MC Sports was an American retail sporting goods chain. Founded in Grand Rapids, Michigan in 1946, the chain operated 75 stores in the Midwestern United States before permanently closing in 2017 after filing for bankruptcy.

==History==
MC Sports began in 1946 as Michigan Clothiers in Grand Rapids, Michigan. At this time, men's clothing had shared the shelving spaces with military surplus items. It was founded by Jack and Genevieve Finkelstein and later run by their three sons, Ed, Raleigh and Mort Finkelstein.

MC Sports switched its focus from clothing to sports equipment, footwear and apparel. In 1987, MC Sports accelerated its expansion through the acquisition of Morrie Mages' Sports, a three-store chain located in the Chicago area. A year later, Browns Sporting Goods was acquired adding 19 stores to its portfolio.

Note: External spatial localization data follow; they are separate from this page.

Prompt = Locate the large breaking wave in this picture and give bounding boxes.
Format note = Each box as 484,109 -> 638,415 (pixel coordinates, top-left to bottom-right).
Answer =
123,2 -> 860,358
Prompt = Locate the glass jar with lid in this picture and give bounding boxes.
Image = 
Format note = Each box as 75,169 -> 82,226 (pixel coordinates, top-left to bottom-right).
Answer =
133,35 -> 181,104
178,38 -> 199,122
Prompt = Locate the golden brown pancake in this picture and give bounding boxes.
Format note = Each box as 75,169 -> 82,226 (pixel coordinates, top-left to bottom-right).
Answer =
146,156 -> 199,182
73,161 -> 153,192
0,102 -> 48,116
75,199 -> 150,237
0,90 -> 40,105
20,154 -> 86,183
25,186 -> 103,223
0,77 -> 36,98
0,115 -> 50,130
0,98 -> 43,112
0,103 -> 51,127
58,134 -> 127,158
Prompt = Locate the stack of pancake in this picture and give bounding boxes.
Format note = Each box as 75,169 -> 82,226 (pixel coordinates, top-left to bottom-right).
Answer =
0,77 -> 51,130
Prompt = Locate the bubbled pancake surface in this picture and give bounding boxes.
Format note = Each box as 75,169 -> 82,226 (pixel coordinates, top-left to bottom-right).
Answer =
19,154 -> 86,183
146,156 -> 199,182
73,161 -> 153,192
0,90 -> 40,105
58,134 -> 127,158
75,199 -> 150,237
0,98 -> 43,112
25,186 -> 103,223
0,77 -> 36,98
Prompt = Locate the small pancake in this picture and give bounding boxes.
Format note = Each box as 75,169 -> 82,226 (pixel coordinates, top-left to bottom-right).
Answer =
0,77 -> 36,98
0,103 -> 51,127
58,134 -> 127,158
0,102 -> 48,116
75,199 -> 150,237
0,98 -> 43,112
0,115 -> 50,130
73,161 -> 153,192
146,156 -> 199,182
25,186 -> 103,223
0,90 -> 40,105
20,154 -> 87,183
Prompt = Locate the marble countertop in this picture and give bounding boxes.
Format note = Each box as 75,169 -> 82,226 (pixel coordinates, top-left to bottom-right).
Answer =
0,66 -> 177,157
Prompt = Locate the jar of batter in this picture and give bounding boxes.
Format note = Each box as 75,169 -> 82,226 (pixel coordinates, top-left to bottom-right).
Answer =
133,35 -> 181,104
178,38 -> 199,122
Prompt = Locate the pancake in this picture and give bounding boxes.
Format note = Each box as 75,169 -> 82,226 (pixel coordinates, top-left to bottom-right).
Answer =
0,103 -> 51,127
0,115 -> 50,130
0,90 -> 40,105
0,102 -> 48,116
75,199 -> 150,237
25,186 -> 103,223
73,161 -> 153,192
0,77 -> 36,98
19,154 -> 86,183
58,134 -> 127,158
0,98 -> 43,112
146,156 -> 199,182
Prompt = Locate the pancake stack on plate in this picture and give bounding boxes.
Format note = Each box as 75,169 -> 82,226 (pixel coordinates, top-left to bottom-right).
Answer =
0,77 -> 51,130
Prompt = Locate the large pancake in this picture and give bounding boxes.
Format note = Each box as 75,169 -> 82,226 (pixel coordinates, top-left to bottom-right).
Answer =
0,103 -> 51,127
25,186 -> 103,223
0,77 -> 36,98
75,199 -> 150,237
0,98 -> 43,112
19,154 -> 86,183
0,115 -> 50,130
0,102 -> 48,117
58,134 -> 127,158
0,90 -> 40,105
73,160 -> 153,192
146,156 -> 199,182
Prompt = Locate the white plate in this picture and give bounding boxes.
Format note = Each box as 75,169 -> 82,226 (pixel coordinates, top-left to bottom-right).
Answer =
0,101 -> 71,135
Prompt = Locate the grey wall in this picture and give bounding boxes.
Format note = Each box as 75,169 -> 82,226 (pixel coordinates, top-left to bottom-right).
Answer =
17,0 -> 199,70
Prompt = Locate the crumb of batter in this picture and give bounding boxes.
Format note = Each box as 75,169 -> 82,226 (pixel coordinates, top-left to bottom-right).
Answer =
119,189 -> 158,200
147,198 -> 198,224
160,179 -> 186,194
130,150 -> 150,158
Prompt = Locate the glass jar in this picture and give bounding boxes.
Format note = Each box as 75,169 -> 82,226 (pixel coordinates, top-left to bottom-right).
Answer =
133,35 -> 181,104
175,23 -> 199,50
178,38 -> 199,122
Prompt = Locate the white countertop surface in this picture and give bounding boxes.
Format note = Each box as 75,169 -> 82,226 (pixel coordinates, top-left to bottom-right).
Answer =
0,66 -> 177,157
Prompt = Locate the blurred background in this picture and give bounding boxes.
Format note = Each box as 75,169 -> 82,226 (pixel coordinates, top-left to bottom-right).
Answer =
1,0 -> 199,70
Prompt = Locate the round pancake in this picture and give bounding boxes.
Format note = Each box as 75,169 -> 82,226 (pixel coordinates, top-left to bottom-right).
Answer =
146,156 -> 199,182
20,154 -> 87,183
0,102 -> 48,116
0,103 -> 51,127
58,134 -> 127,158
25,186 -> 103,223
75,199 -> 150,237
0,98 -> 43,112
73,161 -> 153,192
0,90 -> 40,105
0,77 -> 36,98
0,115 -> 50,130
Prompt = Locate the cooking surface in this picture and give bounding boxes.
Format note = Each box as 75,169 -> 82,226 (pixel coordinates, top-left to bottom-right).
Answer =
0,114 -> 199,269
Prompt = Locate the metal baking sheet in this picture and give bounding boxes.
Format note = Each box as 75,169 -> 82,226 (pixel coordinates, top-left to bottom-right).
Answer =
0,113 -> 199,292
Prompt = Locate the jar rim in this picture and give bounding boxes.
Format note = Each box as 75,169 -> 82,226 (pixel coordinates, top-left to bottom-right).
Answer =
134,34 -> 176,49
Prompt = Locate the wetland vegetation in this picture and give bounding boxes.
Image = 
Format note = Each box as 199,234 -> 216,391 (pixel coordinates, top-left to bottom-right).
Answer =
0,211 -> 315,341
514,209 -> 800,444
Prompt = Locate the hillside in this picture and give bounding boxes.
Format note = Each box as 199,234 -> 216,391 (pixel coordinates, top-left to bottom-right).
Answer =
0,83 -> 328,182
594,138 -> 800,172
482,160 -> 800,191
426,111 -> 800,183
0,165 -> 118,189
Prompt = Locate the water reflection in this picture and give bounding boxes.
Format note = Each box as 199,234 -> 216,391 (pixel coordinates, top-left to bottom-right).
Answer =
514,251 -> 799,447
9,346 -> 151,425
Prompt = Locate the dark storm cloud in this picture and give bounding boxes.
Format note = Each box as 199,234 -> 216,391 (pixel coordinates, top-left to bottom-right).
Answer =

MC Sports had over 75 locations in Michigan, Ohio, Kansas, Illinois, Indiana, Wisconsin, Missouri, and Iowa. Amid competition from chains such as Sports Authority, MC Sports still retained a vast majority of their locations until the company's ultimate demise. At the time of its closure, the company was ranked as the 75th-largest retailer of sporting goods in the United States.

===Charitable contributions===
Every May, MC Sports promoted Miracle May; a month dedicated to helping charities within MC Sports communities. Each week in the month of May, a specific vendor item was advertised. Portions of these sales, and the proceeds from sponsorships and other business were donated to the Children's Miracle Network for each featured item.

===Bankruptcy===
The company announced that it would file for Chapter 11 bankruptcy in February 2017. It was ultimately converted to Chapter 7 liquidation. This plan was approved on February 16, and going-out-of-business sales at all 68 remaining stores began immediately thereafter. All stores closed by June 2017.